When hydraulic fracturing techniques are used to stimulate production from an oil or gas well, successful job placement is often jeopardized by near-wellbore (NWB) problems. These problems may be related to the perforation entry or to the fracture width in the immediate vicinity of the wellbore. It has often been concluded that insufficient width generation in the NWB area is the result of the fracture having a very tortuous (rapidly turning or twisted) path for the first few inches or feet before adopting its generally planar shape after it grows beyond the wellbore area. In other cases, the inadequate width problem may result from the generation of several independent fracture planes instead of only one (or a few). During the early 1990's, the oil industry began to consider these problems more seriously, and many operators now use techniques to mitigate such problems before or during a fracture stimulation. The completion plan must sometimes be altered to reduce the occurrence of similar problems in future wells completed in a particular reservoir. Proppant slugs and viscous gel slugs have helped remediate this problem during several applications throughout the world.
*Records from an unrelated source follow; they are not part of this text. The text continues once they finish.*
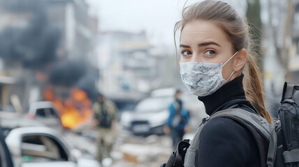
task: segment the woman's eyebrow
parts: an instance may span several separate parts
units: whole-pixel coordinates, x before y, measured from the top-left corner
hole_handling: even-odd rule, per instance
[[[183,45],[183,44],[180,45],[180,47],[191,48],[190,46],[188,46],[188,45]]]
[[[205,46],[208,46],[208,45],[217,45],[218,47],[221,47],[221,45],[220,44],[216,43],[216,42],[213,42],[213,41],[199,43],[198,45],[199,45],[199,47],[205,47]]]

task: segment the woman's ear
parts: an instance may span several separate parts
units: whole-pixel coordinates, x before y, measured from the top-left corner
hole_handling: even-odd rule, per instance
[[[247,56],[247,51],[245,49],[240,49],[236,55],[236,63],[233,70],[238,72],[242,70],[246,62],[246,58]]]

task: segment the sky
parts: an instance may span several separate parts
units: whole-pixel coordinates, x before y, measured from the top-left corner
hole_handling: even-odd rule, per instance
[[[201,0],[189,0],[187,6]],[[153,44],[174,45],[174,24],[186,0],[86,0],[90,12],[99,17],[100,31],[145,31]],[[246,1],[226,0],[241,15]],[[242,8],[240,6],[243,6]]]

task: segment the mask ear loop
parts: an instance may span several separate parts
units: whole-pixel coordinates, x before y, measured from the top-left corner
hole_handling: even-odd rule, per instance
[[[233,71],[233,72],[231,73],[231,76],[229,76],[229,79],[227,79],[225,81],[227,82],[227,81],[229,81],[229,79],[231,77],[231,76],[233,76],[233,73],[235,73],[235,70]]]
[[[237,51],[231,58],[229,58],[229,60],[227,60],[223,65],[222,66],[221,66],[221,67],[222,67],[223,66],[224,66],[224,65],[229,62],[231,58],[233,58],[233,56],[236,56],[236,54],[237,54],[238,51]],[[231,74],[231,75],[229,76],[229,77],[225,81],[226,82],[227,82],[227,81],[229,80],[229,79],[231,77],[231,76],[233,76],[233,73],[235,72],[235,70],[233,71],[233,72]]]
[[[236,56],[236,54],[237,54],[237,53],[238,53],[238,51],[237,51],[237,52],[236,52],[231,58],[229,58],[229,60],[227,60],[223,65],[222,65],[222,66],[221,66],[221,67],[222,67],[223,66],[224,66],[224,65],[225,64],[227,64],[227,62],[229,62],[231,58],[233,58],[233,56]]]

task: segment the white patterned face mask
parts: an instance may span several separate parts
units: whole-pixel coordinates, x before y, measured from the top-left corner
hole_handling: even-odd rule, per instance
[[[224,85],[235,72],[233,71],[227,80],[223,79],[222,67],[237,53],[238,51],[224,64],[199,62],[180,63],[180,73],[183,83],[189,91],[195,95],[204,97],[213,93]]]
Contrary to what we would like to believe, proppant and/or viscous gel slugs do not cure every premature screenout. Of course, some people still believe that these slugs would prevent every premature screenout if they were applied properly for the particular problem. If economics were not a real-life consideration, and every completion could be treated as an experiment, that position might be valid. In today's oil and gas exploration environment, the more practical constraints of "economic benefit" present several limitations. This paper discusses these "slug" techniques and their evolution in recent years. It also presents some of the current state-of-the-art methodologies being used. We also offer practical limits to be considered for use with these techniques. Several case histories are presented as illustrations, and suggestions for alternate completion techniques are discussed.
There is much debate about the first use of proppant slugs in hydraulic fracturing operations and many claims to "inventor" status. Considering the typical size of fracturing treatments over the past 20 years, the original frac jobs of the late 40's and early 50's were no more than "proppant slugs" by modern standards. From the 60's through the 80's, proppant slugs were used only sporadically and seldom through a premeditated or scientific method. McMechan et al. 1 reported dramatic effects from small slugs improving perforation entry problems in very deep Okla-homa reservoirs. To some extent, this phenomenon has probably existed for 50 years. History also shows that the use of very small, 100-mesh sand added to the pad volume or just before the primary (larger size) propping agent was started in an attempt to improve fluid-loss control into natural fractures. This application was rare before the late 70's; however, as Cipolla et al.2 have reported, it continues to find significant applications today.